CJ PLTW Program Nationally Certified

The Chaminade Julienne High School Project Lead the Way program earned national certification by Ohio affiliate directors from Sinclair Community College in the spring of 2011, becoming the only Catholic high school in the United States—and one of just four schools in Ohio—dually certified to provide both its innovative STEM (science, technology, engineering, and math) classes.

The school has offered Biomedical Sciences and Engineering courses since 2008 in partnership with Project Lead the Way (PLTW), a non-profit organization that provides STEM education curricular programs to high schools and middle schools across the U.S.  Certification affirms the high quality of CJ’s program, provides students who successfully complete the requirements with expanded opportunities to earn college credit for their high school PLTW coursework, and makes students eligible to receive other college-level recognition, including admissions preference, at PLTW affiliate universities. PLTW has more than 40 affiliate college and university partners.

“With the support of our alumni, friends and partners, we are able to offer PLTW courses, which only further strengthens CJ’s commitment to provide curriculum that allows students to use their academic talents to serve others in our world,” said Meg Draeger, coordinator of the CJ STEMM program, which is customized to also include topics in the field of medicine.

To attain national certification, a PLTW school must adhere to strict requirements including teaching the curriculum, administering exams provided, working with local business and industry professionals, and providing students with a clear pathway into post-secondary education. Chaminade Julienne will be officially recognized during a presentation at the annual PLTW Ohio conference on November 3-4 in Akron, Ohio.

“Chaminade Julienne High School should be congratulated for demonstrating its commitment to PLTW’s quality standards, but the real winners are CJ students,” said PLTW CEO Vince Bertram. “Students benefit from PLTW’s innovative, project-based curriculum that encourages creativity, problem solving and critical thinking. We look forward to many more years of working together to prepare Chaminade Julienne students to become the most innovative and productive in the world.”

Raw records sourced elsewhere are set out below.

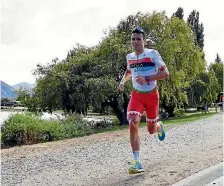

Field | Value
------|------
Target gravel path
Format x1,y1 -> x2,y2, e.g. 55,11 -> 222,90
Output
1,113 -> 223,186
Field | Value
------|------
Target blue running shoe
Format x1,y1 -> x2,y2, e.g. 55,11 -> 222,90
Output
129,160 -> 144,174
158,121 -> 166,141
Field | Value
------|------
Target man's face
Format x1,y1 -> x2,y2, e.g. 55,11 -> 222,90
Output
131,33 -> 144,51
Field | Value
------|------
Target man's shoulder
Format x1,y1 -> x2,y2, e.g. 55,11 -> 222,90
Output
126,52 -> 135,59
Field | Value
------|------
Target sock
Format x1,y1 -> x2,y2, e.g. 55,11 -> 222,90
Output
133,151 -> 140,162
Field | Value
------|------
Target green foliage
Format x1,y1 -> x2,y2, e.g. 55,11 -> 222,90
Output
21,12 -> 205,119
1,113 -> 94,146
173,108 -> 184,117
173,7 -> 184,19
209,58 -> 224,92
187,10 -> 204,50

According to Draeger, the CJ STEMM program is innovative in that it is founded on a rigorous inquiry-based curriculum and supported by numerous businesses and collegiate partners. Along with the school’s four full-time instructors—Brad Kassner, Amy O’Loughlin, Amanda Ooten, and Bob Young –qualified to teach six PLTW courses offered, CJ supplies students with opportunities for career exploration and community engagement outside the classroom.

“One of our most popular offerings with students is the CJ STEMM Idol Speaker Series,” Draeger said. The series showcases area professionals, including alumni, who have successful careers in STEMM fields.

“We have new presenters each month who visit campus to interact with students during their homeroom period and demonstrate the diverse application of STEMM related topics in the real world,” she added.

In addition, the school also hosts the CJ STEMM Summer Gateway Academy—a one-week camp for middle school students in July. The summer camp is designed to introduce students to the fields of science, technology, engineering, math and medicine through field trips to local employers and with hands-on activities involving robotics, 3D Computer-Aided Design software (CAD), nanotechnology and more.

“Our aim is to inspire students with an interest in these fields to seek ways to serve their community by equipping them with the talent, skill and desire to make a difference.”

In December 2010, Amy O’Loughlin was selected to become a PLTW Core Training instructor for the Level 2: Human Body Systems course.

Core Training Instructors are appointed by the national program to conduct the mandatory two-week professional development courses for fellow teachers wishing to become certified PLTW instructors. O’Loughlin will be eligible to become a Master Teacher at the completion of her apprenticeship following the 2011-2012 school year.

“The PLTW Biomedical program has only been available to schools for four years, and we’ve had it here for three years so we are really on the cutting edge,” O’Loughlin said. She has taught the Human Body Systems course each year it has been offered to CJ students.

O’Loughlin, a 1986 graduate of CJ and current co-chair of the science department, will begin her Core Instructor training this summer at Sinclair Community College, one of four PLTW sites.

“It is really important for us in the CJ community to continue to create and strengthen the relationship with Project Lead the Way, ” stated O’Loughlin, who along with fellow PLTW instructor Amanda Ooten, science department co-chair, earned her Masters of Education from the University of Dayton last winter.